En una entrevista con CiberCuba, Calzadilla reconoció que su incursión en el activismo ha terminado convirtiéndose en una vocación inesperada. Lo que comenzó como una reacción cívica frente a la realidad del país ha evolucionado hacia un compromiso más profundo: “No engaño a nadie cuando digo que voy a continuar por este camino”, afirmó, al tiempo que insistió en que su motivación principal es servir a los demás.
La joven madre de tres hijos confesó que nunca imaginó dedicarse a la política. Su proyecto de vida era muy distinto: una vida tranquila, centrada en su familia. Sin embargo, el contacto directo con la realidad cubana y el impacto del exilio transformaron esa visión. “Mi impotencia creció más, mi deseo de hacer creció todavía más”, explicó.
Sobre una posible candidatura presidencial, fue cauta. Considera que ese escenario es prematuro, aunque no cierra la puerta a asumir responsabilidades políticas en el futuro. Donde sí se ve con claridad es en un espacio de representación dentro de Cuba: “Me veo hablando en el parlamento cubano algún día”, dijo, dejando claro que su aspiración es participar directamente en la construcción del país.
Calzadilla insistió en que la política no debe entenderse como un espacio de poder o protagonismo, sino como un servicio. “No vas a la política a ser una celebrity, vas a servir a los demás”, señaló, marcando distancia con la clase dirigente actual, a la que critica por corrupción e ineficiencia.
En ese sentido, lanzó un mensaje directo: quienes no son “ni corruptos ni ineptos” tienen la responsabilidad de dar un paso al frente. Para ella, el compromiso político no es un privilegio, sino una obligación moral frente a la crisis que atraviesa Cuba.
Durante la entrevista también abordó el momento crítico que vive el país, al que calificó como un “estado fallido” con una “crisis humanitaria”. Aun así, defendió que el cambio está más cerca que nunca y que pasa, inevitablemente, por elecciones libres y el fin del sistema actual.
Su postura también se extiende al tema de los presos políticos. Aunque ve con cautela las negociaciones entre Estados Unidos y el régimen, aseguró que cualquier liberación sería un alivio inmediato para las familias, pero insistió en que el verdadero cambio pasa por eliminar la criminalización del disenso en Cuba.
Entre la maternidad, el exilio y el activismo, Calzadilla intenta equilibrar su vida personal con una causa que, según dice, ya no puede abandonar. “Amo lo que hago”, afirmó, dejando entrever que su papel en el futuro político de Cuba —sea cual sea— apenas comienza a definirse.
Preguntas frecuentes sobre el activismo y futuro político de Amelia Calzadilla
CiberCuba te lo explica:
¿Amelia Calzadilla tiene aspiraciones presidenciales en Cuba?

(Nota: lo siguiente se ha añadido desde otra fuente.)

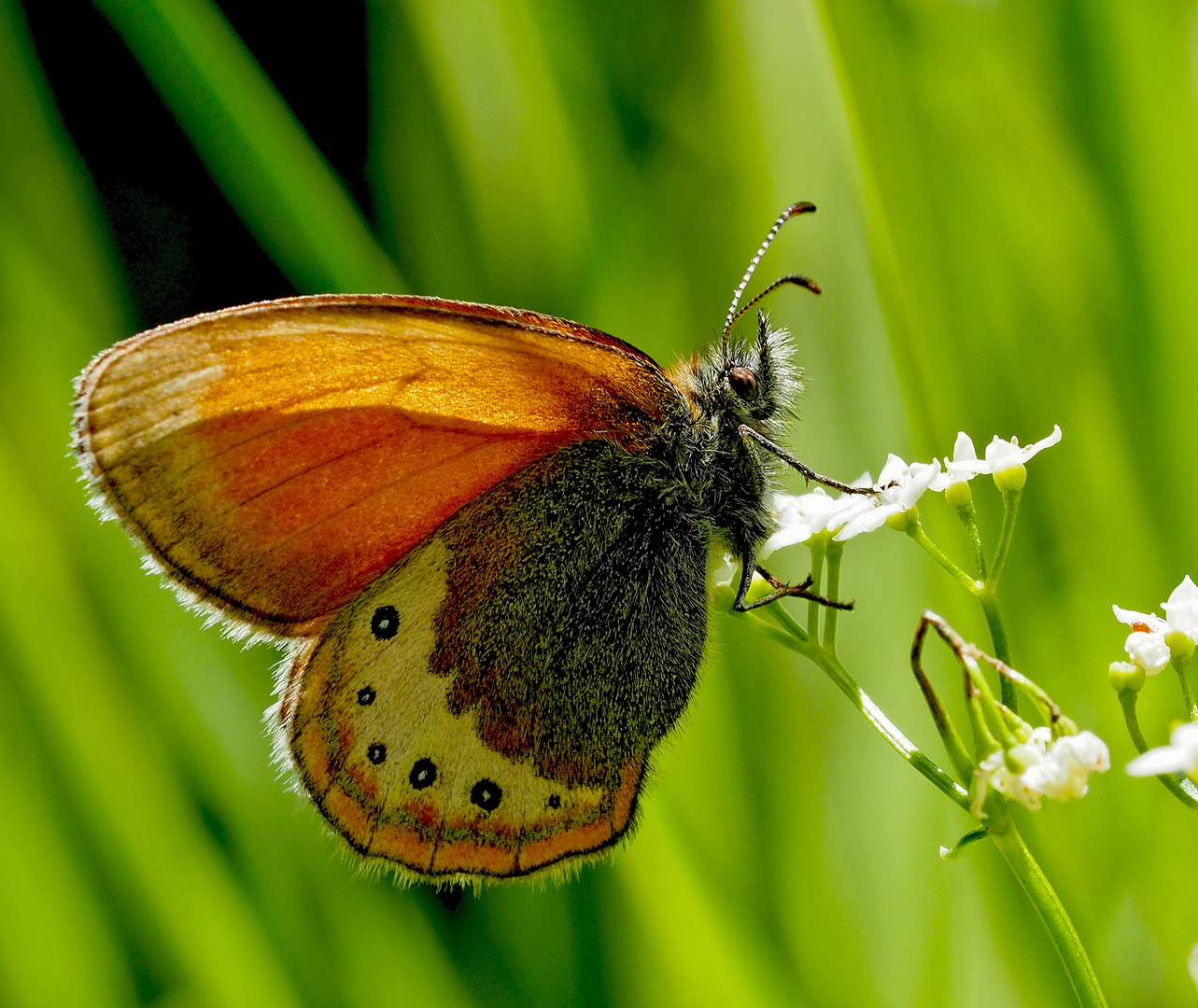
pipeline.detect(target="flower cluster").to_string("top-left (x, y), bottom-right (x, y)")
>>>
top-left (1110, 575), bottom-right (1198, 675)
top-left (973, 725), bottom-right (1110, 818)
top-left (759, 427), bottom-right (1060, 558)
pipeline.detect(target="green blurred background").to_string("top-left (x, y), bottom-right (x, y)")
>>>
top-left (0, 0), bottom-right (1198, 1008)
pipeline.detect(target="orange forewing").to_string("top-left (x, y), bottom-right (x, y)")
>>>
top-left (76, 296), bottom-right (677, 635)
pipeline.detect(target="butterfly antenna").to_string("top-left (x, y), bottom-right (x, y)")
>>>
top-left (725, 273), bottom-right (823, 325)
top-left (724, 203), bottom-right (816, 348)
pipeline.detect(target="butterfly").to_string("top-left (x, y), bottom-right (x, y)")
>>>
top-left (75, 203), bottom-right (862, 882)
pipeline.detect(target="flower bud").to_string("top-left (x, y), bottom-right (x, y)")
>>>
top-left (1110, 662), bottom-right (1147, 693)
top-left (994, 462), bottom-right (1028, 493)
top-left (1164, 630), bottom-right (1194, 662)
top-left (944, 480), bottom-right (973, 511)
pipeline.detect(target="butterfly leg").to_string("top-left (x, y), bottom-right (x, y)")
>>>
top-left (732, 545), bottom-right (853, 613)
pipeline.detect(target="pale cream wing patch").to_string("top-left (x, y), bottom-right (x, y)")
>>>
top-left (283, 534), bottom-right (643, 877)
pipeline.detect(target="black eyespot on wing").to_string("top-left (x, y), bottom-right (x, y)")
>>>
top-left (728, 368), bottom-right (757, 399)
top-left (407, 759), bottom-right (437, 791)
top-left (370, 606), bottom-right (399, 640)
top-left (470, 777), bottom-right (503, 812)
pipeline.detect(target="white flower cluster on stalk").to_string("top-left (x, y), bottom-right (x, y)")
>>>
top-left (973, 724), bottom-right (1110, 815)
top-left (1110, 575), bottom-right (1198, 675)
top-left (759, 427), bottom-right (1060, 551)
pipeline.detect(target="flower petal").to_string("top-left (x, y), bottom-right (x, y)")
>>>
top-left (1110, 606), bottom-right (1167, 634)
top-left (1123, 746), bottom-right (1198, 777)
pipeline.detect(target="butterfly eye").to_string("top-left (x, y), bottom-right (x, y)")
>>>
top-left (728, 368), bottom-right (757, 399)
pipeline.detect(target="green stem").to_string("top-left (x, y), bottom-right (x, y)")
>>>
top-left (991, 820), bottom-right (1106, 1008)
top-left (825, 539), bottom-right (845, 653)
top-left (1173, 658), bottom-right (1198, 721)
top-left (768, 606), bottom-right (969, 812)
top-left (977, 589), bottom-right (1020, 713)
top-left (1119, 690), bottom-right (1198, 809)
top-left (986, 490), bottom-right (1023, 590)
top-left (977, 490), bottom-right (1023, 713)
top-left (957, 500), bottom-right (986, 581)
top-left (907, 520), bottom-right (981, 595)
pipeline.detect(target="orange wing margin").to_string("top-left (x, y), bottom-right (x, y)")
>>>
top-left (76, 295), bottom-right (678, 636)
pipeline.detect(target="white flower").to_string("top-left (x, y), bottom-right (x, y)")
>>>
top-left (986, 424), bottom-right (1060, 473)
top-left (1123, 630), bottom-right (1173, 675)
top-left (1110, 575), bottom-right (1198, 675)
top-left (1110, 606), bottom-right (1169, 636)
top-left (1161, 575), bottom-right (1198, 643)
top-left (1127, 721), bottom-right (1198, 777)
top-left (757, 483), bottom-right (872, 559)
top-left (835, 455), bottom-right (941, 542)
top-left (973, 725), bottom-right (1110, 817)
top-left (932, 431), bottom-right (990, 490)
top-left (1021, 732), bottom-right (1110, 801)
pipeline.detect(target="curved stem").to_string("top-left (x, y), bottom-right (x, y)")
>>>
top-left (1173, 658), bottom-right (1198, 721)
top-left (978, 589), bottom-right (1020, 713)
top-left (808, 537), bottom-right (825, 644)
top-left (991, 820), bottom-right (1106, 1008)
top-left (823, 539), bottom-right (845, 653)
top-left (907, 521), bottom-right (981, 595)
top-left (986, 490), bottom-right (1023, 590)
top-left (751, 606), bottom-right (969, 812)
top-left (1119, 690), bottom-right (1198, 809)
top-left (957, 500), bottom-right (986, 581)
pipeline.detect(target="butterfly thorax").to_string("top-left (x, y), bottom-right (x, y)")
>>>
top-left (657, 316), bottom-right (801, 555)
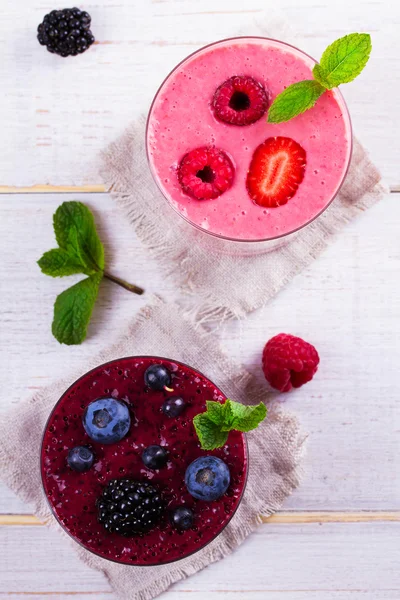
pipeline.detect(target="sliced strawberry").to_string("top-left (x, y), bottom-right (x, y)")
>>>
top-left (178, 146), bottom-right (235, 200)
top-left (246, 136), bottom-right (307, 208)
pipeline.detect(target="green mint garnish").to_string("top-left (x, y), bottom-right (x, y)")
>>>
top-left (268, 33), bottom-right (372, 123)
top-left (268, 79), bottom-right (325, 123)
top-left (313, 33), bottom-right (372, 90)
top-left (38, 201), bottom-right (143, 345)
top-left (193, 399), bottom-right (267, 450)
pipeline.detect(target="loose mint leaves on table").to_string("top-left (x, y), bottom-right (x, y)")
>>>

Amelia Calzadilla no descarta seguir creciendo en el activismo político, pero actualmente no se ve aspirando a la presidencia de Cuba. Expresa que su motivación principal es servir a los demás y se visualiza más en un rol de representación dentro del Parlamento cubano.
¿Cuál es la postura de Amelia Calzadilla sobre la situación actual en Cuba?
Amelia Calzadilla considera que Cuba atraviesa una "crisis humanitaria" y un "estado fallido". Critica fuertemente al régimen cubano por corrupción, ineficiencia y represión, y sostiene que el cambio en el país pasa por elecciones libres y el fin del sistema actual.
¿Qué opina Amelia Calzadilla sobre el papel de las mujeres en las protestas cubanas?
Amelia Calzadilla subraya que las mujeres son las verdaderas protagonistas de las manifestaciones en Cuba. Destaca que la carga familiar recae mayormente sobre las madres, quienes son fundamentales en las protestas por la crisis humanitaria y la represión del régimen.
¿Cómo ha afectado el exilio a Amelia Calzadilla y su activismo?
El exilio ha intensificado el compromiso de Amelia Calzadilla con la causa cubana, transformando su impotencia en un deseo aún mayor de hacer cambios. Desde España, sigue realizando activismo por la libertad de Cuba y participando en proyectos de ayuda a personas dentro de la isla.